All Products
Search
Document Center

Use E-MapReduce to access LindormDFS

Last Updated: Jul 11, 2021

This topic describes how to use E-MapReduce (EMR) to access LindormDFS provided by ApsaraDB for Lindorm (Lindorm).

Introduction to EMR

Alibaba Cloud EMR provides a PaaS solution for big data processing. EMR is built on top of Alibaba Cloud Elastic Compute Service (ECS) and developed based on open source services such as Apache Hadoop, Apache Spark, Apache Hive, and Apache Flink. EMR provides a solution to process big data. This solution allows you to use open source technologies to create data warehouses in the cloud. This solution also allows you to meet the business requirements for scenarios such as batch processing, stream processing, ad hoc queries, and machine learning.

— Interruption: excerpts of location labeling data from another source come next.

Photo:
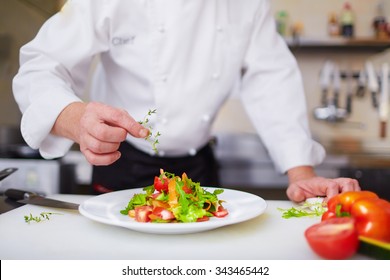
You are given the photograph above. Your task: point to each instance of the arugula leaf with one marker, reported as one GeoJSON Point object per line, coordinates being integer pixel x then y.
{"type": "Point", "coordinates": [43, 216]}
{"type": "Point", "coordinates": [305, 210]}
{"type": "Point", "coordinates": [137, 200]}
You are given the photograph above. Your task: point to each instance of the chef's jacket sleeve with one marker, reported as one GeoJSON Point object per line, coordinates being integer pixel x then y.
{"type": "Point", "coordinates": [53, 72]}
{"type": "Point", "coordinates": [273, 95]}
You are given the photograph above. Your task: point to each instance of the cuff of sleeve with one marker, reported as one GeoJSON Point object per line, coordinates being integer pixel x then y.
{"type": "Point", "coordinates": [311, 154]}
{"type": "Point", "coordinates": [38, 120]}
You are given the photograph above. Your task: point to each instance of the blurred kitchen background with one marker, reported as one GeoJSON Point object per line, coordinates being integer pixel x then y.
{"type": "Point", "coordinates": [342, 49]}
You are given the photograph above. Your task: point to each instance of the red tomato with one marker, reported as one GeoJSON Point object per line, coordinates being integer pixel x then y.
{"type": "Point", "coordinates": [328, 215]}
{"type": "Point", "coordinates": [221, 212]}
{"type": "Point", "coordinates": [335, 238]}
{"type": "Point", "coordinates": [163, 213]}
{"type": "Point", "coordinates": [142, 213]}
{"type": "Point", "coordinates": [160, 185]}
{"type": "Point", "coordinates": [346, 199]}
{"type": "Point", "coordinates": [372, 217]}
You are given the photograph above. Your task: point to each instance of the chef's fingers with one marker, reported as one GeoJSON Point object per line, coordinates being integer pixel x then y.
{"type": "Point", "coordinates": [348, 184]}
{"type": "Point", "coordinates": [107, 133]}
{"type": "Point", "coordinates": [101, 159]}
{"type": "Point", "coordinates": [118, 117]}
{"type": "Point", "coordinates": [99, 147]}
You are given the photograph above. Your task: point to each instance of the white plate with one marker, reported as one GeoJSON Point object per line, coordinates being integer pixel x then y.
{"type": "Point", "coordinates": [106, 208]}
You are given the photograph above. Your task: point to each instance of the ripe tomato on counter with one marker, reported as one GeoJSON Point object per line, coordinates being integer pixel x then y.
{"type": "Point", "coordinates": [371, 213]}
{"type": "Point", "coordinates": [336, 238]}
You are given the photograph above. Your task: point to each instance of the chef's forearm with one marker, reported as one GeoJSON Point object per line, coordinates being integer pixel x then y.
{"type": "Point", "coordinates": [68, 122]}
{"type": "Point", "coordinates": [300, 173]}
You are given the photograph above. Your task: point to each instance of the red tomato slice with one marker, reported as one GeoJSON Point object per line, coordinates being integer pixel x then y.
{"type": "Point", "coordinates": [336, 238]}
{"type": "Point", "coordinates": [203, 219]}
{"type": "Point", "coordinates": [328, 215]}
{"type": "Point", "coordinates": [163, 213]}
{"type": "Point", "coordinates": [160, 185]}
{"type": "Point", "coordinates": [142, 213]}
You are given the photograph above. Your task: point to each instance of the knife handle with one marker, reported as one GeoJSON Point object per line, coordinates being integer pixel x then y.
{"type": "Point", "coordinates": [6, 172]}
{"type": "Point", "coordinates": [15, 194]}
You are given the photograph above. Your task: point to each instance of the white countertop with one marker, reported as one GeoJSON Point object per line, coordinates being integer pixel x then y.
{"type": "Point", "coordinates": [73, 236]}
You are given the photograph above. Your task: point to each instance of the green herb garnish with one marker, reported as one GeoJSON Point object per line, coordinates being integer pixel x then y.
{"type": "Point", "coordinates": [152, 137]}
{"type": "Point", "coordinates": [42, 217]}
{"type": "Point", "coordinates": [307, 209]}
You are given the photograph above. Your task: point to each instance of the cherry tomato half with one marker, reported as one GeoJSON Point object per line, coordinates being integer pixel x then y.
{"type": "Point", "coordinates": [335, 238]}
{"type": "Point", "coordinates": [160, 185]}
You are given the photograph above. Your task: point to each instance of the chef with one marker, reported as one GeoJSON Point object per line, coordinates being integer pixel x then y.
{"type": "Point", "coordinates": [163, 69]}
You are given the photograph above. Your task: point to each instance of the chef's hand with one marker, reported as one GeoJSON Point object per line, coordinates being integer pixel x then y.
{"type": "Point", "coordinates": [98, 129]}
{"type": "Point", "coordinates": [304, 183]}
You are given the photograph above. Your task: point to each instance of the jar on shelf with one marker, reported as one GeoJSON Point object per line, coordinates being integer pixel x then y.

Migrate data from EMR to LindormDFS

  1. Prepare for data migration.

    1. Activate EMR and create an EMR cluster. For more information, see Create a cluster.

      Note

      When you replace the EMR Hadoop Distributed File System (HDFS) service with LindormDFS, you can use ultra disks, SSD disks, or local disks as the temporary local storage media for shuffled data. For more information about storage planning, see Storage.

    1. Migrate data.

      1. Log on to the EMR console.

      2. On the Instances page, click one of the ECS instances to go to the Elastic Compute Service (ECS) console. In the Basic Information section, click Connect to go to the console.

      3. In the Service Configuration section, click the hdfs-site tab. On this tab, find the dfs.nameservices field and enter the namespace of LindormDFS in this field.

        Click Custom Configuration and add the following configuration. You can click Generate Configuration Items of LindormDFS. In the Client Connection Configurations message, find the configuration information on the hdfs-site Configurations tab.

      4. Modify the configuration.

        Choose Cluster Service > HDFS and click Deploy Client Configuration.

      5. Check whether LindormDFS can be accessed as expected.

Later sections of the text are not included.